Solved – How to calculate a 95% confidence interval from time data

confidence intervalstatistical significance

I have a few (e.g. 10) observations of travel times for a route.

A commuter needs to arrive to his destination before t0 (given).

I want to say: The commuter should depart before t0 - x to arrive to his destination at t0 with probability 95%.

Can I do this just by calculating the sample mean (m) and standard deviation (s) and say that

x = m + 2*s

(the 2 is an approximation of the 2 sigma)

? Thanks.

Best Answer

Assuming that the travel time is close enough to normally-distributed, you are on the right track. However, there are two issues that you have not got quite right.

First, your description makes it sound like a one-tailed interval is what you need (95% probability of arriving before the cutoff time). Your calculation is an approximation of a 95% two-tailed interval.
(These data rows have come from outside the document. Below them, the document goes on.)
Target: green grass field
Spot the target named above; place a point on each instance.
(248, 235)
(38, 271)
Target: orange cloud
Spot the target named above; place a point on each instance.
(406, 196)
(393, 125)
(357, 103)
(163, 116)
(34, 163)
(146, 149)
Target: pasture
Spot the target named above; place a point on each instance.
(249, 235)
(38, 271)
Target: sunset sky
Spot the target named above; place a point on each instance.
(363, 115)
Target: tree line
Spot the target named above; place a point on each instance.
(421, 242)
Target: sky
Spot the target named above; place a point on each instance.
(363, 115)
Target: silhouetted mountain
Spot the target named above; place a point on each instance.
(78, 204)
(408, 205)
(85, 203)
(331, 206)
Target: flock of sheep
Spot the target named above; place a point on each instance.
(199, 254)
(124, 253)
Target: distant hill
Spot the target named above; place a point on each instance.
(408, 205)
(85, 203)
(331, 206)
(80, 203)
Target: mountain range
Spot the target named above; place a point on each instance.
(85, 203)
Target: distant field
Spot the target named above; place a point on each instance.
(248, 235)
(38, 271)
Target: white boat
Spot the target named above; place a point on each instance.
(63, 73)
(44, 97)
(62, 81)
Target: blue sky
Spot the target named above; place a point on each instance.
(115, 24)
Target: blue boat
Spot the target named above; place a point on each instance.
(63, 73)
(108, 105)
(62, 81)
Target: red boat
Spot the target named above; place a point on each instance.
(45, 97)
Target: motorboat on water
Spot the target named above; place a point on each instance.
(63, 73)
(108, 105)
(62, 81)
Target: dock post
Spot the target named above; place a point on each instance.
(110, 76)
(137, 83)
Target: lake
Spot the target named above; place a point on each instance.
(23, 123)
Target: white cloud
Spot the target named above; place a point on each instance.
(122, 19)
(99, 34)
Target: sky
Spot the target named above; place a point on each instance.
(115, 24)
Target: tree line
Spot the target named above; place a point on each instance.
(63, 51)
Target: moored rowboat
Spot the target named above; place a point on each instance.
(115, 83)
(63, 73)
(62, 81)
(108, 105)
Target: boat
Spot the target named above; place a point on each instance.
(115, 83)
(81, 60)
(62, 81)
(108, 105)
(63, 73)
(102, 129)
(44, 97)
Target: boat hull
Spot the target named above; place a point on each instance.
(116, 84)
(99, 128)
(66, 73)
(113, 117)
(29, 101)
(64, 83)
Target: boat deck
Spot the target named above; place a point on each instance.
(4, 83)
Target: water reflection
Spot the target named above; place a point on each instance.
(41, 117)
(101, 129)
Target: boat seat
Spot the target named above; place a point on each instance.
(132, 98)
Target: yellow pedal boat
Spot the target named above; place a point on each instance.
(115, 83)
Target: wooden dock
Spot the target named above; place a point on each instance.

Second, your calculation x = m * 2s for a confidence interval of the mean assumes that the standard deviation is known (i.e. s = sigma) or is accurate (i.e. the number of observations is large enough that s can be assumed to be very close to sigma). In reality there is almost never a good reason to use that approach instead of the one that correctly assumes that s is an observed estimate of sigma. Therefore, use the calculation of t * s instead of 2 * s, where t is the value from Student's t-distribution relevant to the experiment. For your experiment use a one-tailed t value (0.05 area in the tail) for 9 degrees of freedom, 1.83.

Thus you need to start traveling at time t0 - 1.83 * s to have a 95% probability of arriving before time t0.